In Croatia, pumpkin seeds are a prize crop used widely in cooking.

In Croatia, pumpkin seeds are a prize crop used widely in cooking.

Before coming to Croatia, I confess to having little idea how central pumpkin seeds are to the cuisine, so often represented by the seafood-centric south. But they are everywhere, and not just as oil. Ground into a khaki-colored flour, they show up as bread. Toasted and pounded with oil and garlic, they make a rich pâté-like spread.
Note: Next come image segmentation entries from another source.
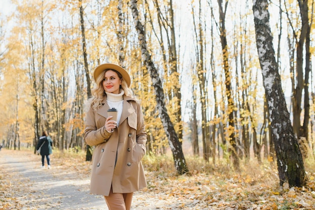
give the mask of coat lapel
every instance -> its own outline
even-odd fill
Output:
[[[100,116],[103,116],[105,118],[107,118],[108,117],[107,115],[107,110],[109,109],[109,106],[108,106],[107,102],[106,102],[106,97],[105,97],[102,101],[102,103],[104,105],[100,108],[100,109],[97,111],[96,113]]]
[[[133,99],[130,97],[124,96],[124,102],[122,105],[122,113],[121,113],[121,117],[120,117],[120,124],[126,120],[127,118],[128,118],[128,116],[135,112],[133,108],[129,103],[128,101],[131,99],[132,100]]]

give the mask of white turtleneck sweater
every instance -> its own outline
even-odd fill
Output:
[[[120,117],[122,113],[122,104],[124,102],[124,97],[123,95],[125,92],[121,89],[121,92],[119,94],[114,94],[110,92],[105,92],[106,93],[106,99],[107,103],[109,106],[109,108],[116,108],[118,111],[117,113],[117,127],[119,125],[120,121]]]

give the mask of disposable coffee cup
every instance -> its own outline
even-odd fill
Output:
[[[108,117],[113,116],[113,118],[111,119],[114,121],[117,121],[117,113],[118,111],[116,108],[112,108],[107,110],[107,115]]]

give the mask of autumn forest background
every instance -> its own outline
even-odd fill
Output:
[[[286,109],[276,108],[287,110],[292,138],[303,160],[313,159],[313,1],[269,3]],[[172,153],[179,173],[190,170],[184,156],[236,169],[248,160],[275,162],[253,4],[12,0],[0,14],[1,143],[35,152],[46,130],[55,149],[82,151],[88,160],[85,102],[94,69],[112,62],[129,72],[141,101],[147,155]]]

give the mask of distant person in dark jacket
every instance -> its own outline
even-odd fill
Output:
[[[50,158],[49,155],[52,153],[52,140],[48,135],[46,131],[44,131],[42,134],[42,136],[39,137],[39,141],[37,143],[36,146],[36,150],[40,149],[40,155],[42,156],[42,168],[44,168],[45,166],[45,156],[47,159],[47,163],[48,168],[50,168]]]

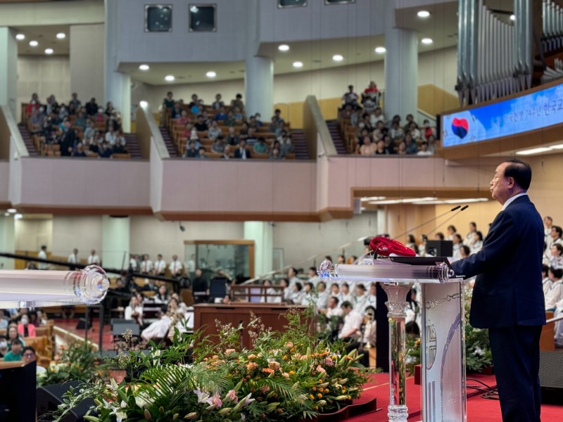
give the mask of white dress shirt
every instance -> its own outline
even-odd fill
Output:
[[[91,255],[88,257],[88,265],[99,265],[100,264],[100,257],[97,255]]]
[[[157,274],[164,274],[166,271],[166,261],[160,260],[154,262],[154,271]]]

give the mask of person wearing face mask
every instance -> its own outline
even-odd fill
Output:
[[[0,357],[4,357],[9,352],[8,348],[8,340],[4,335],[0,336]]]
[[[18,333],[22,337],[35,337],[35,326],[30,324],[27,315],[23,315],[18,324]]]

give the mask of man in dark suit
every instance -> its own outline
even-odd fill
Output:
[[[251,158],[251,151],[246,148],[246,141],[241,139],[239,143],[239,148],[234,150],[234,158],[248,160]]]
[[[476,275],[469,322],[488,328],[504,422],[540,422],[540,335],[545,324],[541,264],[543,224],[526,191],[531,168],[516,159],[491,181],[502,205],[477,253],[453,262]]]
[[[76,132],[70,125],[70,120],[66,118],[63,123],[65,130],[61,136],[61,155],[63,157],[68,157],[72,155],[74,150],[75,142],[76,141]]]

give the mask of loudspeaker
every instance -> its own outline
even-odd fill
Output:
[[[63,403],[63,396],[67,391],[79,387],[79,381],[69,381],[63,384],[45,385],[37,388],[37,416],[39,416],[47,412],[54,411],[57,407]],[[81,402],[78,406],[70,411],[70,414],[65,416],[61,422],[84,422],[84,416],[90,407],[95,406],[92,399],[87,399]],[[90,412],[91,415],[96,416],[96,412]]]
[[[428,241],[426,254],[433,257],[451,257],[453,255],[452,241]]]
[[[88,330],[90,328],[90,325],[87,324],[86,318],[80,318],[78,320],[78,324],[76,324],[75,330]]]
[[[540,352],[541,402],[563,404],[563,353]]]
They are munched as snacks, too. And baked whole into muffins and scattered over roasted vegetables, adding richness and crunch.

Perhaps best, though, is the simplest of soups I have in nearby Varaždin, a 2,000-year-old walled city along the Drava River. At Restoran August—a stone-arched eatery owned in part by the local farmers market— chef Goran Jelušić serves me a bright green soup that is as fresh and creamy as it is bold and savory. When he shows me how it is made, the source of all of that is obvious. Little more than pureed pumpkin seeds and barely cooked zucchini, it is intensely creamy, yet there is no dairy.

At Milk Street, we stayed mostly true to Jelušić’s recipe. We loved the way the freshness of the minimally cooked zucchini balances the richness of the pumpkin seeds, which gives the soup both deep flavor and satis- fying body. We did add a bit of dill for herbal freshness, while lemon zest and juice brightened everything. Lesson learned: Pumpkin seeds clearly can hold their own against the flesh.